So I installed Debian 12 with btrfs and apparently it only uses a single subvolume rootfs
. I would like to have my /home
in a separate subvolume (and possibly /var
too I guess) and with a flat subvolume structure. I started figuring out on how to do it and I feel like I’m not entirely sure yet so I need a sanity check.
Lots of comments online seem to use something like this method:
cd /
mv /home /home_old
btrfs subvolume create home
cp -a --reflink=always /home_old/* /home/
But this would NOT create a flat subvolume structure, right?

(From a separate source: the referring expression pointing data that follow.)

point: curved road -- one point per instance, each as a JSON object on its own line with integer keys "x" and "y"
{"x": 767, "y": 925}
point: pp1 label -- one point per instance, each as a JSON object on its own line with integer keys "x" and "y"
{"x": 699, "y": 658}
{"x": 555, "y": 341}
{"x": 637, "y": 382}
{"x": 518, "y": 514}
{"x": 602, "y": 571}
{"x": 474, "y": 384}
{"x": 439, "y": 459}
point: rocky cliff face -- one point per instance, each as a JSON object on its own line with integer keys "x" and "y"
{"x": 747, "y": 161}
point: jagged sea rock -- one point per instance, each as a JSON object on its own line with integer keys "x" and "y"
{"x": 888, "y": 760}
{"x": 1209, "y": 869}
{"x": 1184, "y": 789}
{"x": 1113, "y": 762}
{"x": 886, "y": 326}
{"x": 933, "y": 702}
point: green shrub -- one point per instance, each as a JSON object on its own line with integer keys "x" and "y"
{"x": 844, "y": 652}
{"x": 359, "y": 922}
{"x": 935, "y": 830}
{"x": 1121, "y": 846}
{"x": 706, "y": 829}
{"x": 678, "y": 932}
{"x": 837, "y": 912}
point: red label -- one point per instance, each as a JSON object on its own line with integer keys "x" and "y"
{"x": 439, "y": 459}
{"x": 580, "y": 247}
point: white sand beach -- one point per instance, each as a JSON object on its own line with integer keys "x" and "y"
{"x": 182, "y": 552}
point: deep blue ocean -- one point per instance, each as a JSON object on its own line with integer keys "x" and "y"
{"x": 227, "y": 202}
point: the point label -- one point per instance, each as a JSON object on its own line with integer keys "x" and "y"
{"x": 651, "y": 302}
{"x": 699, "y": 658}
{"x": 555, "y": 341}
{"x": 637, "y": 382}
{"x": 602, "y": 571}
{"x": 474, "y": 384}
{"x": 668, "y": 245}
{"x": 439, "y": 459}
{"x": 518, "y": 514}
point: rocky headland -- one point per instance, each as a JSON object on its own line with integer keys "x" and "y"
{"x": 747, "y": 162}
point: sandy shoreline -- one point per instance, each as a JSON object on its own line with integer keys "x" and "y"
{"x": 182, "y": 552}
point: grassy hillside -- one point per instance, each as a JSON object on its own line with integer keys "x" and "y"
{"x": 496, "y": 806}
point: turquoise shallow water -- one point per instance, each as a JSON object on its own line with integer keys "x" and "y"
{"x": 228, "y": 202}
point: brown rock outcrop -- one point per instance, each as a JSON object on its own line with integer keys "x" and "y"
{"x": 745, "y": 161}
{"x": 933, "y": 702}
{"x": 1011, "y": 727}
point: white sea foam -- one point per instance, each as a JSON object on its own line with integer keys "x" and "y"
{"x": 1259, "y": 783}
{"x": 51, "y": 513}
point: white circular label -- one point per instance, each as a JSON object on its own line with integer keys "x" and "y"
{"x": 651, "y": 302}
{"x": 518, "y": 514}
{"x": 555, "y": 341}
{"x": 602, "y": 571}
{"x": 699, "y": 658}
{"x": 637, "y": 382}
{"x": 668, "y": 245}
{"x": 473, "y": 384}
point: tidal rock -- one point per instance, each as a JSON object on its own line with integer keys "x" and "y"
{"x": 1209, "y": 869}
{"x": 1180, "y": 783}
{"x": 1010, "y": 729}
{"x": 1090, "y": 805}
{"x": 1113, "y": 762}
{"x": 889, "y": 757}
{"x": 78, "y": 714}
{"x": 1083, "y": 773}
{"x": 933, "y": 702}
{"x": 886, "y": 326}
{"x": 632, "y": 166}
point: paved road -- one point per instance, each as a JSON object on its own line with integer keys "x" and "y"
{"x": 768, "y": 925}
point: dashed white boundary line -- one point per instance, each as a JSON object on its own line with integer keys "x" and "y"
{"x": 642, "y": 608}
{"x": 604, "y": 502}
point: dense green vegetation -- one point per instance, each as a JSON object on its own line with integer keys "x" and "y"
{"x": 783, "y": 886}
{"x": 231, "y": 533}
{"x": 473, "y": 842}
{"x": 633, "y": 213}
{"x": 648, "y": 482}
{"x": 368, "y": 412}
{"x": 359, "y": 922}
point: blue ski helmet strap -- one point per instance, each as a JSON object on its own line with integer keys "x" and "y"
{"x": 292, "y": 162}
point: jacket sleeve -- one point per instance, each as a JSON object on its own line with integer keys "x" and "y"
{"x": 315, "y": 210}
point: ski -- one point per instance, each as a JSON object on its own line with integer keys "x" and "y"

And you woul NOT need to modify fstab
as the /home
would be automatically mounted because it resides under rootfs
actually because /
is rootfs
and not its parent?
If I want to actually have a flat structure, then I would first need to mount the actual parent subvolume (subvolumeid=5), cd into it, then create the home
subvolume, copy everything from the current home
directory into there, unmount, modify fstab
to mount home
, and delete the old stuff and reboot I guess.
Soo something like this:
mkdir /mnt/tmp
Make a folder for mount
mount -o subvolid=5 /dev/sdXX /mnt/tmp/
Mount the actual parent subvolume
cd /mnt/tmp/
Here 'ls -a' would output 'rootfs' if I understood correctly
btrfs subvolume create home
Create new subvolume, now being sibling of 'rootfs'
cp -a --reflink=always /home/* /mnt/tmp/home/
Copy old /home
umount /mnt/tmp/
Don't need it anymore
Then go to fstab
, and do something like
...
UUID= / btrfs subvol=rootfs bunch_of_options_and_stuff
...
-> change into
...
UUID= / btrfs subvol=rootfs bunch_of_options_and_stuff
UUID= /home btrfs subvol=home bunch_of_options_and_stuff
...
Then just rm -rf /home/
(or just move to keep it as backup if something is fucked up) and reboot?
Does this sound about right?
[This comment has been deleted by an automated system]
I still don’t see how having a flat subvolume layout would make that more problematic. You can still (even better in my opinion) choose what subvolumes to automatically snapshot, which to include in backups etc.